Domingo Sánchez regresó definitivamente de Filipinas en 1898, tras 13 años en la colonia. Huyó de allí con su esposa, Encarnación, tras la victoria de los insurrectos filipinos, que acabaron con más de tres siglos de dominación española. El Museo Nacional de Antropología conserva en sus almacenes de Madrid casi 40 cráneos humanos enviados por Sánchez, según un listado elaborado por la institución a petición de este periódico. El Museo Nacional de Ciencias Naturales, también en la capital, custodia algunos de los especímenes animales recolectados por el explorador, entre ellos monos, murciélagos y un tamarao, una especie de búfalo bravo.

La mayor parte del tesoro de Domingo Sánchez, sin embargo, ya no existe. El 28 de abril de 1897, las campanas de la catedral de Manila tocaron a fuego mientras un incendio devoraba cuatro manzanas de la ciudad. Las llamas se animaron al llegar a la Inspección General de Montes del Ministerio de Ultramar, donde se guardaban más de 5.000 frascos con animales en alcohol. “El espectáculo fue horroroso”, resumió Sánchez. “Las llamas habían reducido a cenizas aquellas hermosas colecciones fruto de mis trabajos durante cerca de doce años. Allí se quemó también mi colección de objetos de antropología, formada por cerca de quinientos cráneos, algunos esqueletos, muchas pelvis y otros restos humanos”.

Sánchez cuenta en sus memorias que, tras saquear un cementerio en las montañas del norte de Luzón, sintió remordimientos: “No me sentía tranquilo en aquel lugar. Diríase que mi conciencia me acusaba de haber robado a aquellas gentes su tesoro, de haber profanado los restos de sus antepasados. Detrás del naturalista se asomaba el hombre que blasonaba de honrado y justiciero. Comenzaban a mortificarme ideas de consideración y caridad. Pero ya no era posible retroceder, ni yo pensaba en eso. Y resolví alejarme de allí cuanto más pronto mejor”.

El viejo explorador, ya con 76 años, estaba pasando a limpio sus memorias cuando estalló la guerra civil española. La vivió en Madrid, convertido él mismo en un “esqueleto ambulante” por el hambre y escandalizado por los asesinatos de “curas, frailes, monjas, carcas, como ellos decían, o beatas” llevados a cabo en la ciudad “bajo el dominio rojo”. Sánchez, que estudió ciencias naturales antes de emigrar a Filipinas y luego acabó Medicina con 40 años, había empezado a trabajar en 1903 en el laboratorio del neurocientífico Santiago Ramón y Cajal, ubicado entonces en el mismo edificio donde hoy se expone el esqueleto de la mujer filipina. Durante la guerra, Sánchez se dedicó a estudiar al microscopio la estructura de los centros nerviosos de los insectos.

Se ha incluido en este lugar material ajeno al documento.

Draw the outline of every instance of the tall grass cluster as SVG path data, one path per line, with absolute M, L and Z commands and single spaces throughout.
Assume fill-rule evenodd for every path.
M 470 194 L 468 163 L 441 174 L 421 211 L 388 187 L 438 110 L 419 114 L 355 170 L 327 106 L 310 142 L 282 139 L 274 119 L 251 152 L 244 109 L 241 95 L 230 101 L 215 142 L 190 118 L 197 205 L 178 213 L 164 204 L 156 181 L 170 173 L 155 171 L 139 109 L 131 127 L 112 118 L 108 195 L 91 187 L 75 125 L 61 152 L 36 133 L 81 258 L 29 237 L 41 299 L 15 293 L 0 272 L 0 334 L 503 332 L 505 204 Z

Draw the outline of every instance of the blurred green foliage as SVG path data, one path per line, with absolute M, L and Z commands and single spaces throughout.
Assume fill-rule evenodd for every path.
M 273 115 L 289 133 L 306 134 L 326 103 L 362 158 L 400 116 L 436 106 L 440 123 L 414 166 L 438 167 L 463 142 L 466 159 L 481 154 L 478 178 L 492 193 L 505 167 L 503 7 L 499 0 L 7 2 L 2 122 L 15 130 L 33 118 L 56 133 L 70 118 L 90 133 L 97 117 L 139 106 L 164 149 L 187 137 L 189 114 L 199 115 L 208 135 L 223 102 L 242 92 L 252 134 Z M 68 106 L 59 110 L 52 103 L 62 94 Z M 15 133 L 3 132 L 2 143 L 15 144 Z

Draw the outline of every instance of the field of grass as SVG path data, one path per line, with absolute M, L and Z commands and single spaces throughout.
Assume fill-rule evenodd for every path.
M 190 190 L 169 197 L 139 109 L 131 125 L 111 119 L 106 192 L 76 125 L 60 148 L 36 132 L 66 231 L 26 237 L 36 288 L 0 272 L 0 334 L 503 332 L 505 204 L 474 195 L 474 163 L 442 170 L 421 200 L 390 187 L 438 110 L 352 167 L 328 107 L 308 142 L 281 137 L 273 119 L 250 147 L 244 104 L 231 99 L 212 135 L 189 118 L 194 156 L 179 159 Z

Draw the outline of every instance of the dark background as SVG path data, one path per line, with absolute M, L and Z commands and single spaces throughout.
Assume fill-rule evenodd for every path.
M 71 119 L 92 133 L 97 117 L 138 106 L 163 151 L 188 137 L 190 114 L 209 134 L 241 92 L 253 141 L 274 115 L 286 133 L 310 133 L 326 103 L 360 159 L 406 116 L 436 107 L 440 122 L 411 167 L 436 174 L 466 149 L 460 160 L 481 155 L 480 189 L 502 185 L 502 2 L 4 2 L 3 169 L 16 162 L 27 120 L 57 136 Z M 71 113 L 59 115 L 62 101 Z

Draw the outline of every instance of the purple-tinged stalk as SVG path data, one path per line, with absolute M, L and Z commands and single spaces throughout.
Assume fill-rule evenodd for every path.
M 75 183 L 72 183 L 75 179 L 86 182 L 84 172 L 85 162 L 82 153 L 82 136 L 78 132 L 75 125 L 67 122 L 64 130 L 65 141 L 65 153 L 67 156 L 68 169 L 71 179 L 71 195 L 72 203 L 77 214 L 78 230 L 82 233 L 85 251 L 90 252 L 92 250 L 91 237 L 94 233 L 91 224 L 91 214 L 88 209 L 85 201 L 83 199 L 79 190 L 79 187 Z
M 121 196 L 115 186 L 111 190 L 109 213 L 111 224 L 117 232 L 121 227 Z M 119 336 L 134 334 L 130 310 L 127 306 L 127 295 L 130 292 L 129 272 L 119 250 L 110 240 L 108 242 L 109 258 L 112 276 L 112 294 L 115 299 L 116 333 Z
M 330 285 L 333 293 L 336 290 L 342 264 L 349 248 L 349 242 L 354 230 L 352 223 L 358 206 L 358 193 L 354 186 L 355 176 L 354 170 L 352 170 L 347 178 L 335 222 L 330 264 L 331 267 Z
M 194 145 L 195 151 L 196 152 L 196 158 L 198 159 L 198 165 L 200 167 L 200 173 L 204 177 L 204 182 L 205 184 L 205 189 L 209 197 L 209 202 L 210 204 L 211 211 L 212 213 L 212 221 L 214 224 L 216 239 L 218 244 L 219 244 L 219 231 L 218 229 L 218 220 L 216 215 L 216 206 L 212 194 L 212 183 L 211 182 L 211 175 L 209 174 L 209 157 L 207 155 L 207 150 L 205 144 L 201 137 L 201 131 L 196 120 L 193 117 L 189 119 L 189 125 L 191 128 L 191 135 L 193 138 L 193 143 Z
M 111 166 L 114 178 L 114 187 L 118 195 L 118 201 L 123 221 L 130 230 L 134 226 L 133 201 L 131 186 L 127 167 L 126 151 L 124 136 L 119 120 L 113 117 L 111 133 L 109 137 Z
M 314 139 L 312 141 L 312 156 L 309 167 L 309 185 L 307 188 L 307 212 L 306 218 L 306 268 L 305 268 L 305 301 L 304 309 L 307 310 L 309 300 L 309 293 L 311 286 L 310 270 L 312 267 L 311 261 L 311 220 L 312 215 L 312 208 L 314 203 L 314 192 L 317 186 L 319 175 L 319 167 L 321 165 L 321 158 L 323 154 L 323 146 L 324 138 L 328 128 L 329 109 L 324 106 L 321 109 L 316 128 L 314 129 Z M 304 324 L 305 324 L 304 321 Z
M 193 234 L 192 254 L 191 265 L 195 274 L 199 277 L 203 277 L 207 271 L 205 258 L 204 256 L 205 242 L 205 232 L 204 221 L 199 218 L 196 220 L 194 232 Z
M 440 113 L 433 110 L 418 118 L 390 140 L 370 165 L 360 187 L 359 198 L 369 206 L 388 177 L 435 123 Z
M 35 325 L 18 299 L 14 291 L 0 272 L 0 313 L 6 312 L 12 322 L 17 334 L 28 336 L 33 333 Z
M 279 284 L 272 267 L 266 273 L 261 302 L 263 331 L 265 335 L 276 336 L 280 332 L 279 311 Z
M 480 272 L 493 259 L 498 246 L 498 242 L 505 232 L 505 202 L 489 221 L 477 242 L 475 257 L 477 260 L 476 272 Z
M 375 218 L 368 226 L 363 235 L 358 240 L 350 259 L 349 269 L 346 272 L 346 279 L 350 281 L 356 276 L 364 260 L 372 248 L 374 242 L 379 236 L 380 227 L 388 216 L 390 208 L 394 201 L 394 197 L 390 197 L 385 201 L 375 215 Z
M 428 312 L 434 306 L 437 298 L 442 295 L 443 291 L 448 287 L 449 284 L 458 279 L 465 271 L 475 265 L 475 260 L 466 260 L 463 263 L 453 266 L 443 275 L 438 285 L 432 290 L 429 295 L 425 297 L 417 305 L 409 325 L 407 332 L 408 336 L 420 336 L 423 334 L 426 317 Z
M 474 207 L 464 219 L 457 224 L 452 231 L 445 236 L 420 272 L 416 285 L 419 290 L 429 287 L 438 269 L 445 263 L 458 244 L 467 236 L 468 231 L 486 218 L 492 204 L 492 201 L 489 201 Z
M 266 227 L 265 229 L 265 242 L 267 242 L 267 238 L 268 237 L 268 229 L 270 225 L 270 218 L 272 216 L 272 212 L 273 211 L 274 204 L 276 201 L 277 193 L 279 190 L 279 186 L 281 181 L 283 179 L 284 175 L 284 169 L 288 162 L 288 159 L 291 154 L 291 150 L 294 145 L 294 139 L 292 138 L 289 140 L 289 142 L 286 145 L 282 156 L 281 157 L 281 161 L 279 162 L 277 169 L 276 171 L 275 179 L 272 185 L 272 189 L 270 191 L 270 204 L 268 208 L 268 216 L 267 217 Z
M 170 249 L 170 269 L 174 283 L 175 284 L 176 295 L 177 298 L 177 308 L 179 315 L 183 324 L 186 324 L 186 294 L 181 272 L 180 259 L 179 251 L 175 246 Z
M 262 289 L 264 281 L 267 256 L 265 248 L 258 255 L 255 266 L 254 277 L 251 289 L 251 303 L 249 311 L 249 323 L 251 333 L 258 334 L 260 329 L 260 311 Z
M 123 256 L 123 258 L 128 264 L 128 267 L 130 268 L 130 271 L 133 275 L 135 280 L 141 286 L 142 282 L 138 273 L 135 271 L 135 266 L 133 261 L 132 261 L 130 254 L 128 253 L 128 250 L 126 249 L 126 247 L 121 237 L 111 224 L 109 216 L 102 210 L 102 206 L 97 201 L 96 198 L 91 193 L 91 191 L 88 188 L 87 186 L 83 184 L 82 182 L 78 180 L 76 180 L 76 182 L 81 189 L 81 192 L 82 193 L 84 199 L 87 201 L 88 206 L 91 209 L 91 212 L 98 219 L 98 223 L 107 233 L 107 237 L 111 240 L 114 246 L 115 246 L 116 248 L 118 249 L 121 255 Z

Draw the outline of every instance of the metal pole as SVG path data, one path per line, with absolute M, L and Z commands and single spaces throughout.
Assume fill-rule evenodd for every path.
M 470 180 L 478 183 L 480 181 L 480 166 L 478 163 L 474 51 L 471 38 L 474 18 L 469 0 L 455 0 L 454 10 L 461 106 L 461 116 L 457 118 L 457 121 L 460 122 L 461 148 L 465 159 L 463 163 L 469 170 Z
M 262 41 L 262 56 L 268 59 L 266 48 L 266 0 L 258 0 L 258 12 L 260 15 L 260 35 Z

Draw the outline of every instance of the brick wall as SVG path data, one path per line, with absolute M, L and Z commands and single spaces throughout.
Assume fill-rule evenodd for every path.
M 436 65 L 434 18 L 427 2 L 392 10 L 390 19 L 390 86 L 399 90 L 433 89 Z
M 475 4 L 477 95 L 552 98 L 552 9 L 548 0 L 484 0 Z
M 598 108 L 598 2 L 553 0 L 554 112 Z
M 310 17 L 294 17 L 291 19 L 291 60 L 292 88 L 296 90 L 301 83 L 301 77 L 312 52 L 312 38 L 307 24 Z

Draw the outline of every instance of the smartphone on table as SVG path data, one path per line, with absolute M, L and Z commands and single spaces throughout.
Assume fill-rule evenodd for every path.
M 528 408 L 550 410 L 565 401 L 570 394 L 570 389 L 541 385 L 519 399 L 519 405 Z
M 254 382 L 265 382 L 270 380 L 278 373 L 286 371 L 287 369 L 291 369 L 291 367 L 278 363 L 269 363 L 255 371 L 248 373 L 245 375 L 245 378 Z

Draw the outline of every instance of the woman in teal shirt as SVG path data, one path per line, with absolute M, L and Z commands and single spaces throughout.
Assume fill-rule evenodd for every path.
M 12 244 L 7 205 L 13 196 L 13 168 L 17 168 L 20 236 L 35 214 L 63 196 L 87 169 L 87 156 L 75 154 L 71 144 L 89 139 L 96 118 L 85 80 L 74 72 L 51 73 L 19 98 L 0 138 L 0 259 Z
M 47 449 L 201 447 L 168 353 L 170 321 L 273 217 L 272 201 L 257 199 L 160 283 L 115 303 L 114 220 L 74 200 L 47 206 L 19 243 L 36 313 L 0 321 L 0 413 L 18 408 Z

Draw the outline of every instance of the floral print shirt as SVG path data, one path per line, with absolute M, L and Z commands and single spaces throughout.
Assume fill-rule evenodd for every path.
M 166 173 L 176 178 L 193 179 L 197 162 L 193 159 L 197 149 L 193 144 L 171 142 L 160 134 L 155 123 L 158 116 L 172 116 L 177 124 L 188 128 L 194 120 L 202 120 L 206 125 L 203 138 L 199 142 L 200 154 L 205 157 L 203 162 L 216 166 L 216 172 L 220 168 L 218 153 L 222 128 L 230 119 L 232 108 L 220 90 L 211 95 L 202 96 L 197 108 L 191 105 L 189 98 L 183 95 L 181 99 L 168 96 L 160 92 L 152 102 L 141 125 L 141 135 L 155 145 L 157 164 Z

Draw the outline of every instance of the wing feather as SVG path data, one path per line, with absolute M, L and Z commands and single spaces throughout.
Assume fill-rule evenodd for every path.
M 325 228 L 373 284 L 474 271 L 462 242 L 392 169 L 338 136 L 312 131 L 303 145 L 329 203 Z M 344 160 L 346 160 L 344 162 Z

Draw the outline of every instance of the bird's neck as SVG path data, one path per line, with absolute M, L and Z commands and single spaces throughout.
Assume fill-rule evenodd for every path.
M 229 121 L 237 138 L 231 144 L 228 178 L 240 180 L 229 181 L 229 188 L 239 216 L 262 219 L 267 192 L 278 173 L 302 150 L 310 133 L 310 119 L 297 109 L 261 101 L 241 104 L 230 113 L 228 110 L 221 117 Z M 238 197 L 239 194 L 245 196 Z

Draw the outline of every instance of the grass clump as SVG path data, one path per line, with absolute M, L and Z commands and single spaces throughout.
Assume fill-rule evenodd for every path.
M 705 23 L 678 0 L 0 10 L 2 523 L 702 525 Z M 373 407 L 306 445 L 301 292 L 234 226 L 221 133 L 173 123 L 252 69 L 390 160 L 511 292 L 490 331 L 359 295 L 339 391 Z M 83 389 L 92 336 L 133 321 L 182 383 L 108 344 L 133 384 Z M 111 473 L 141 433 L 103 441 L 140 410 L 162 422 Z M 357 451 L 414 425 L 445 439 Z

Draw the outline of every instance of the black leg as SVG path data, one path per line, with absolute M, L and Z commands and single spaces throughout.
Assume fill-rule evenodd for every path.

“Con frecuencia esta agradable labor era turbada por el estampido de los cañonazos, las explosiones de los obuses, los disparos de los antiaéreos o de las ametralladoras”, escribió con tristeza. “No cabe mayor ferocidad que la que se ha puesto de manifiesto durante la guerra cruel y fratricida que acabamos de soportar. ¡Nunca creí que esta nuestra querida España, la hidalga y caballerosa, albergara tanta ferocidad y desvergüenza, tanta miseria moral! Esos nuestros paisanos, los que han patrocinado, aconsejado y cometido tan repugnantes crímenes o los han presenciado con júbilo y alegría, han dejado chiquitos, como suele decirse, a los más salvajes y sanguinarios igorrotes de las cordilleras del norte de Luzón (Filipinas)”.